Spence reaparece tras la pesadilla ante Crawford
El boxeo internacional se prepara para uno de los regresos más esperados —y cuestionados— de los últimos años. El estadounidense Errol Spence Jr. volverá a competir en junio de 2026, después de casi tres años sin pisar un cuadrilátero. Su rival será el australiano Tim Tszyu, en un combate que encabezará una cartelera organizada por Premier Boxing Champions (PBC) y retransmitida en modalidad pago por visión (Prime PPV).
La última vez que Spence subió al ring fue en 2023, cuando sufrió una contundente derrota por nocaut ante Terence Crawford, en un combate de unificación que marcó un antes y un después en su carrera. Aquella noche no solo perdió sus cinturones del peso welter, sino también parte de la aura de invencibilidad que lo acompañaba.
Ahora, el texano abandona definitivamente el peso welter y sube por primera vez al peso superwelter (154 libras), una división exigente y plagada de talento. La pregunta es inevitable: ¿estamos ante un regreso para recuperar la gloria o ante el último intento de un campeón que busca redención?
Tim Tszyu, un rival incómodo y en reconstrucción
Spence no ha elegido un camino sencillo. Enfrente estará Tim Tszyu, hijo del legendario Kostya Tszyu, que busca recuperar impulso tras un año de altibajos.
En julio de 2025, el australiano cayó derrotado ante Sebastián Fundora, en un combate que dejó dudas sobre su capacidad para dominar la élite del superwelter. Sin embargo, en diciembre volvió a la senda del triunfo imponiéndose por decisión a Antonio Velázquez, mostrando una versión más sólida.
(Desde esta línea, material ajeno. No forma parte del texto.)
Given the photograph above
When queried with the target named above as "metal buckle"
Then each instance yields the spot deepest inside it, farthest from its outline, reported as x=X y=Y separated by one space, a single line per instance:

Tras la derrota ante Fundora, Tszyu realizó un cambio radical en su equipo técnico y comenzó a trabajar con el prestigioso entrenador cubano Pedro Díaz. Desde entonces, ha mejorado visiblemente su defensa, disciplina táctica y selección de golpes, aspectos que anteriormente eran objeto de crítica.
Si el combate finalmente se disputa en Australia, como se ha barajado, el factor local podría inclinar la balanza emocional y mediática a favor de Tszyu. Spence, tras años de inactividad, tendría que lidiar no solo con un rival renovado, sino con un ambiente hostil.
Una pelea con implicaciones estratégicas en el superwelter
La división del superwelter vive un momento de transición. Con nombres como Sebastián Fundora, Jermell Charlo o el propio Tszyu, el cinturón y el liderazgo de la categoría están en juego.
Para Spence, este combate no es solo un regreso: es una declaración de intenciones. Ganar significaría volver a la conversación de los grandes eventos y demostrar que la derrota ante Crawford fue un tropiezo puntual. Perder, en cambio, podría consolidar la narrativa de declive.
Desde el punto de vista empresarial, la apuesta de PBC y su alianza con Prime Video evidencia que el boxeo sigue buscando grandes nombres para sostener el modelo de pago por visión. El mercado estadounidense y el australiano representan una combinación atractiva para maximizar ingresos y audiencia global.
¿Redención o riesgo innecesario?
El regreso de Errol Spence Jr. ante un rival de la talla de Tim Tszyu no es una pelea de transición. Es un combate de alto riesgo tras un largo parón competitivo.
La incógnita es clara: ¿mantiene Spence el hambre, la resistencia y la velocidad que lo convirtieron en campeón mundial, o el tiempo y la derrota ante Crawford han dejado una huella irreversible?
Junio marcará el veredicto. Y el superwelter, una división que no perdona errores, será el escenario de una batalla que puede redefinir dos carreras.